Creating a searchable index of millions of newspaper pages
Once we have scanned the newspaper pages in Boston Spa in Yorkshire, the images are moved to our operations centre up the road in Dundee, Scotland.
First, individual digitised pages are re-assembled into whole newspapers, and then into entire year runs of newspapers, with the information about where and when titles were published being added to the searchable data.
Next, we use Optical Character Recognition (OCR) technology to "read" the pages and create a text version of what is on the page. This technology is developing all the time, and although it is some way from perfect, we are constantly refining tools and processes to make sure that we can build as accurate an index of the content within the pages as we can.
Once we have built a text index for each page, this information is fed into our search system, allowing Social History Archive users to search billions of words across millions of pages within seconds. We then break the images for each page down into a series of smaller images in order that we can provide a very fast "zooming" function within the website, allowing users to zoom in and out of pages within seconds. And finally, after a last round of quality checks, we publish new pages online.

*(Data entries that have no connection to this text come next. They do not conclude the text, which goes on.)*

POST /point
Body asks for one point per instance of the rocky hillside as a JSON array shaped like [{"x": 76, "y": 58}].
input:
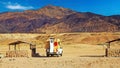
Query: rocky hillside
[{"x": 53, "y": 19}]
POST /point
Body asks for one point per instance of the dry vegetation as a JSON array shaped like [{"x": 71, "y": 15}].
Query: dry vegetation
[{"x": 81, "y": 50}]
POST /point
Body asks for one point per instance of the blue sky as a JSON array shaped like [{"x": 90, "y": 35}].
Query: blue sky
[{"x": 104, "y": 7}]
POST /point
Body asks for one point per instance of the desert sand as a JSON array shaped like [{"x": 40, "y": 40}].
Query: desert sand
[{"x": 80, "y": 50}]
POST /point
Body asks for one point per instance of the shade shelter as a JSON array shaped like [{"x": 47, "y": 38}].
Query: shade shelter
[{"x": 31, "y": 50}]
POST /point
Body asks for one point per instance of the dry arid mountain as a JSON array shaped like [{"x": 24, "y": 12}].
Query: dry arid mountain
[{"x": 53, "y": 19}]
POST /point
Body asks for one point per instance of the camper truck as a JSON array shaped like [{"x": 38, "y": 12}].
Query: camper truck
[{"x": 53, "y": 47}]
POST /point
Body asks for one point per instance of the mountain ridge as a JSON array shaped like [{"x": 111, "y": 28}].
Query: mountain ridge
[{"x": 54, "y": 19}]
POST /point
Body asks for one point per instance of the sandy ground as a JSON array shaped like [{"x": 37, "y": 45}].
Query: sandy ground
[
  {"x": 83, "y": 53},
  {"x": 74, "y": 56}
]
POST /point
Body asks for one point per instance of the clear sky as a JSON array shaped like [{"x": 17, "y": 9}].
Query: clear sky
[{"x": 104, "y": 7}]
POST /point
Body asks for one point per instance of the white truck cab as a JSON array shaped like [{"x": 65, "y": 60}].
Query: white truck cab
[{"x": 54, "y": 48}]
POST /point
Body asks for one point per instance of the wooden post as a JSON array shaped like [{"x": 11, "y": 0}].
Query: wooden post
[{"x": 15, "y": 47}]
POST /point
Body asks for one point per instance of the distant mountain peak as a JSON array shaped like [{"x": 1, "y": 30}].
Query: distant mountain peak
[{"x": 52, "y": 19}]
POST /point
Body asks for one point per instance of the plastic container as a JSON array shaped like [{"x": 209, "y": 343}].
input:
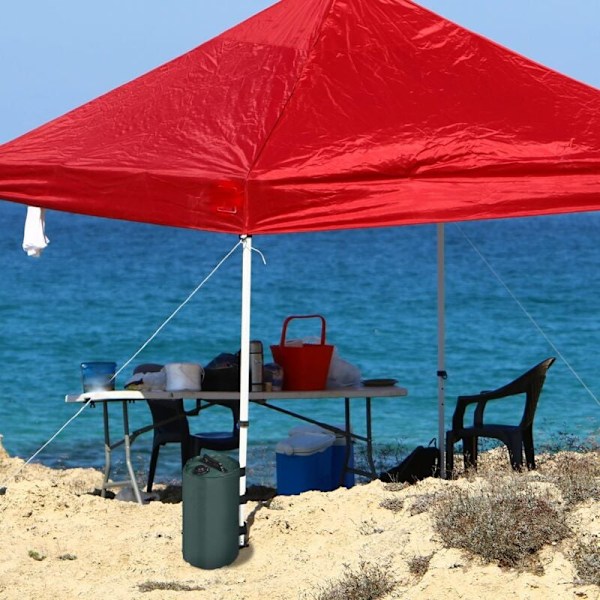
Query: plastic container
[
  {"x": 305, "y": 366},
  {"x": 338, "y": 455},
  {"x": 211, "y": 499},
  {"x": 184, "y": 376},
  {"x": 98, "y": 376},
  {"x": 303, "y": 463}
]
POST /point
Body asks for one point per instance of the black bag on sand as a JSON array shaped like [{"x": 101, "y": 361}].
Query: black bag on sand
[{"x": 422, "y": 462}]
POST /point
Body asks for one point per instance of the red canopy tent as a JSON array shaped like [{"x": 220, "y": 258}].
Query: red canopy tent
[{"x": 322, "y": 114}]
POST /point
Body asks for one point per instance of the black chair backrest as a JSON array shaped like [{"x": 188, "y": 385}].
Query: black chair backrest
[
  {"x": 234, "y": 406},
  {"x": 530, "y": 384},
  {"x": 171, "y": 416}
]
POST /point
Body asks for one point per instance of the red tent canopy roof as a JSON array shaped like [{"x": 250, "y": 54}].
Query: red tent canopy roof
[{"x": 322, "y": 114}]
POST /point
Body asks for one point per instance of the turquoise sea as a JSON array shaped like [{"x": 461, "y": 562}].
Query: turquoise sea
[{"x": 517, "y": 291}]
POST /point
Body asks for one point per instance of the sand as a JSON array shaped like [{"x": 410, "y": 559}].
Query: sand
[{"x": 58, "y": 540}]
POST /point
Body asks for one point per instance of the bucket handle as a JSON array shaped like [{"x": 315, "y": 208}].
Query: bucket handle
[{"x": 288, "y": 319}]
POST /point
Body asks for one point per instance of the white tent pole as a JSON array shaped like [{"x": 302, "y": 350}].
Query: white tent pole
[
  {"x": 244, "y": 371},
  {"x": 441, "y": 372}
]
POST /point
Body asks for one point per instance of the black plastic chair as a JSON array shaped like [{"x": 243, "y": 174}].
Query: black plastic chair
[
  {"x": 219, "y": 441},
  {"x": 515, "y": 437},
  {"x": 170, "y": 427}
]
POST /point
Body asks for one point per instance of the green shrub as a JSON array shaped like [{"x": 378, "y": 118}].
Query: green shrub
[
  {"x": 506, "y": 522},
  {"x": 367, "y": 582}
]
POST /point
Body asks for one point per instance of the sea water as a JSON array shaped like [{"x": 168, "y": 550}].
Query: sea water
[{"x": 517, "y": 291}]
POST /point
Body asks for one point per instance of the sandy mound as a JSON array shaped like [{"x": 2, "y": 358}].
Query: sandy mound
[{"x": 61, "y": 541}]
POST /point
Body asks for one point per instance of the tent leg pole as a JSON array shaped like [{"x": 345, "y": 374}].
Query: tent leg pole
[
  {"x": 441, "y": 372},
  {"x": 244, "y": 379}
]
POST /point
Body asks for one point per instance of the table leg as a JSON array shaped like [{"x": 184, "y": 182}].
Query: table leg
[
  {"x": 370, "y": 438},
  {"x": 127, "y": 443},
  {"x": 107, "y": 451}
]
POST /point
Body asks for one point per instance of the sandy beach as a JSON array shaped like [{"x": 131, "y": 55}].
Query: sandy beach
[{"x": 59, "y": 540}]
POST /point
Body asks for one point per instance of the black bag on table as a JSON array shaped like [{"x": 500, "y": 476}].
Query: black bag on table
[{"x": 422, "y": 462}]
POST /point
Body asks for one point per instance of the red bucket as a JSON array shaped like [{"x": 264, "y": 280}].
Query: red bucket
[{"x": 306, "y": 366}]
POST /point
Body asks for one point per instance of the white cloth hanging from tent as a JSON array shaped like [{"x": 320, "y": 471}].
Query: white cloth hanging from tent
[{"x": 34, "y": 236}]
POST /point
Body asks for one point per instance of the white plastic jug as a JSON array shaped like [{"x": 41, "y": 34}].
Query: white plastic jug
[{"x": 184, "y": 376}]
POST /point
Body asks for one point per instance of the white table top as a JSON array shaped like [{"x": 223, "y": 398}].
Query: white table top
[{"x": 133, "y": 395}]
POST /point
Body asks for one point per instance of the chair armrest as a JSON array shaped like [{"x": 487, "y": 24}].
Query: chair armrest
[
  {"x": 481, "y": 400},
  {"x": 459, "y": 412}
]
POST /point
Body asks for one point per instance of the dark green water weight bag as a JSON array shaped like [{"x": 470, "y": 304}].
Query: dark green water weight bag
[{"x": 211, "y": 499}]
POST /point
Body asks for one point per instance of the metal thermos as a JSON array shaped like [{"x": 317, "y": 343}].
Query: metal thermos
[{"x": 256, "y": 366}]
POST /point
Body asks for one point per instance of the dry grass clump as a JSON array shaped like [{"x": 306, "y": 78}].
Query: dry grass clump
[
  {"x": 367, "y": 582},
  {"x": 173, "y": 586},
  {"x": 506, "y": 521},
  {"x": 419, "y": 565},
  {"x": 577, "y": 476},
  {"x": 393, "y": 504},
  {"x": 586, "y": 558}
]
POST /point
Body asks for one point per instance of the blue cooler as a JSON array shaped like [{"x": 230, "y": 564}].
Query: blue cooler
[
  {"x": 338, "y": 454},
  {"x": 304, "y": 463}
]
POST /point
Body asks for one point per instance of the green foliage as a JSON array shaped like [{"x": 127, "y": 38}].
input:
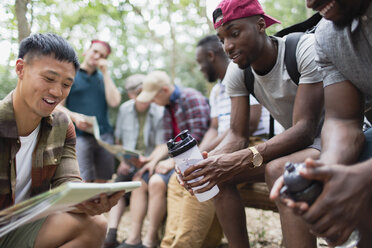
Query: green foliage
[{"x": 145, "y": 34}]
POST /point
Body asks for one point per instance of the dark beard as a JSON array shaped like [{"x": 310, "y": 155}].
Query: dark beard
[{"x": 212, "y": 74}]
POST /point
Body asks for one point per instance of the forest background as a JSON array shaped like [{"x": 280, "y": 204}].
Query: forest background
[{"x": 145, "y": 34}]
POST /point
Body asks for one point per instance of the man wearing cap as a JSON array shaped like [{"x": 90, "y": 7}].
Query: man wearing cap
[
  {"x": 189, "y": 223},
  {"x": 139, "y": 127},
  {"x": 343, "y": 46},
  {"x": 91, "y": 94},
  {"x": 241, "y": 25}
]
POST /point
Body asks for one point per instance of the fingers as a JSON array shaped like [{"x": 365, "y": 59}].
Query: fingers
[
  {"x": 321, "y": 173},
  {"x": 205, "y": 154}
]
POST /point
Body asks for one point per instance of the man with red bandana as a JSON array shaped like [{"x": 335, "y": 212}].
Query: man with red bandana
[
  {"x": 344, "y": 56},
  {"x": 241, "y": 26}
]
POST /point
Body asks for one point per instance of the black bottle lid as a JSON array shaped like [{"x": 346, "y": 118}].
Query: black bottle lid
[{"x": 176, "y": 148}]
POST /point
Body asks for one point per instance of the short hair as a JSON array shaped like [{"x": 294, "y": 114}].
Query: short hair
[
  {"x": 212, "y": 42},
  {"x": 48, "y": 45}
]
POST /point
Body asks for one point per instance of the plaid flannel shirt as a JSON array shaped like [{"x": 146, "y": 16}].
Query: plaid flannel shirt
[
  {"x": 53, "y": 160},
  {"x": 191, "y": 110}
]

We index for a wide range of metadata, but it doesn't matter if our indices are wide-ranging if the search tools that interrogate them aren't equally sophisticated. Our search has been built over years and works seamlessly, allowing researchers to move with little friction from a mass of records to very specific outputs, filtering and amending results for a highly efficient learning process.
Accessing the British Library's newspaper collection
Alongside the comprehensive British Newspaper Archive, the British Library newspaper collection is also available to family historians who subscribe to findmypast.co.uk, our genealogy and family history platform. Now, for the first time, much of the British Library collection is also available via the Social History Archive to academics and researchers who work in higher education institutions around the world.
It's still possible to visit the reading rooms at the British Library in St Pancreas or Boston Spa to view the newspaper archive, but most access is now enabled digitally (rather than the physical object being retrieved). With around 80% of physical material collated for digitisation being classed as “unfit for use” unless handled by qualified experts, digitisation thus fully supports the British Library's imperative to preserve these artefacts in their original form whilst making the rich social history they contain accessible to all.
Conclusion
At the time of writing, the Social History Archive includes almost 80% of the newspaper content of the British Newspaper Archive, and we anticipate this share growing to more than 95% by the end of 2024. Newspapers are also available from the Social History Archive via subscription to Collections, smaller subsets of newspaper titles grouped by region.
Our partnership with the British Library has comprehensively met our joint objectives of preserving and making their archive more accessible. We continue to scan, digitise, preserve and publish documents, with new pages constantly being added to expand the resources available for research and teaching. The partnership has significantly improved access to historical documents and newspapers, making valuable research materials available for the first time to a worldwide audience.